Ancak bu sistem de oldukça maliyetli.
Kulüplerimize aylık yaklaşık 200 bin liralık elektrik faturası çıkarıyormuş bu sistem.
Tansal bunun yerine, güney tribünlerine açılır-kapanır çatı örülmesini öneriyor.
Bu sistem çok daha düşük maliyetli.
Stat zeminlerinin bozulmasının temel nedeni bu.
Diğer bir neden de statlara yeterince bakım yapılmaması ve yeterli sayıda teknik personelin çalıştırılmaması.
Tansal’a, bir stat zeminin bakımı için ne kadar harcanması gerektiğini soruyorum.
“Ayda 50 bin lira yeter” diyor.
Yani yılda yapar 600 bin lira.
Süper Lig’de sadece bir galibiyetin primi 2 milyon 250 bin lira.
Yani kulüplerimiz, küçük bir masraftan kaçmak için büyük bedeller ödüyorlar.
Sorarım, her biri iş dünyasında kendisini ispatlamış kulüp başkanı ve yöneticileri, şirketlerinde böyle sorumsuzca davranabiliyorlar mı?
Timsah Arena’nın zemini de kötü
“Maalesef Büyükşehir Stadyumu’nun zemini de çok kötü” dedi.
Doğal çimden, oldukça masraflı olan hibrit çime geçmenin hata olduğunu ileri sürüyor Tansal.
Son 3 yıldır stat zeminine bakım yapılmadığını da anlatan Tansal, zeminin bazı bölümlerinin toprak olduğunu söylüyor.
Stat budur
Alman Schalke O4 futbol takımı maçlarını bu statta oynuyor.
Bu stadın özelliği ne?
Saha zeminin tamamının güneş ışığı ve rüzgardan faydalanması sağlanıyor.
Öyle ki saha zemini 4 saat içinde kızak sistemiyle dışarıya çıkarılıyor.
Maç günleri dışında üstü kapanan stat, hem dış etkenlere karşı kendisini koruyabiliyor, hem de diğer organizasyonlara ev sahipliği yapabiliyor.
Teknoloji harikası stat dedikleri bu olsa gerek.
Çok mu zor şiddeti caydırıcı kılmak?
Sosyal medyadan, televizyon ekranlarından, gazete sayfalarından, şuradan, buradan, kadına şiddeti kınayan mesajlar havada uçuştu.

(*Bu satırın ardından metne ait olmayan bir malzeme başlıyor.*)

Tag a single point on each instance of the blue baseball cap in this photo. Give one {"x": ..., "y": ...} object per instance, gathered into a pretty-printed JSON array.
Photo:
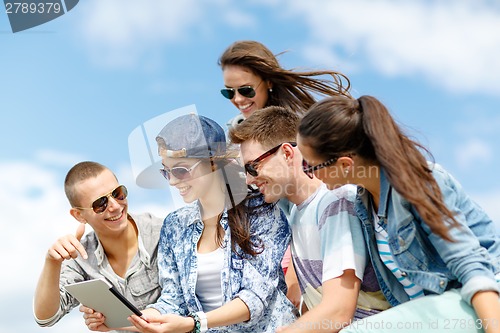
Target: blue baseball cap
[{"x": 192, "y": 136}]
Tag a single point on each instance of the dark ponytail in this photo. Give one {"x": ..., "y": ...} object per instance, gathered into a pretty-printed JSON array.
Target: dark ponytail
[{"x": 339, "y": 125}]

Mesajların, açıklamaların, paylaşımların samimiyeti bir yana, kadına şiddet konusunda farkındalık yaratmak elbette önemli ama bu sorun artık farkındalık yaratma eşiğini geçmiş durumda.
Ya ne yapılmalı?
Meclis’te grubu bulunan siyasi partiler kafa kafEye verecek, tez vakitte komisyon kuracak, en kısa sürede genel kurul toplanacak ve kadına fiske vuranlara bile ağır cezalar getirecek bir yasa çıkaracak.
Nasıl ki sağlık personeline şiddete ağır yaptırımlar geldiyse, kadına şiddet konusu da aynı hassasiyetle ele alınmalı
Ne demek istediğimi Samsun’da saldırIya uğrayan kadının kız kardeşi çok iyi anlatmış:
“Bu ilk değil. Daha önce de dövdü. Şikayet ettik ama ceza almadı. Öyle bir ceza alsın ki kimse buna cesaret edemesin.”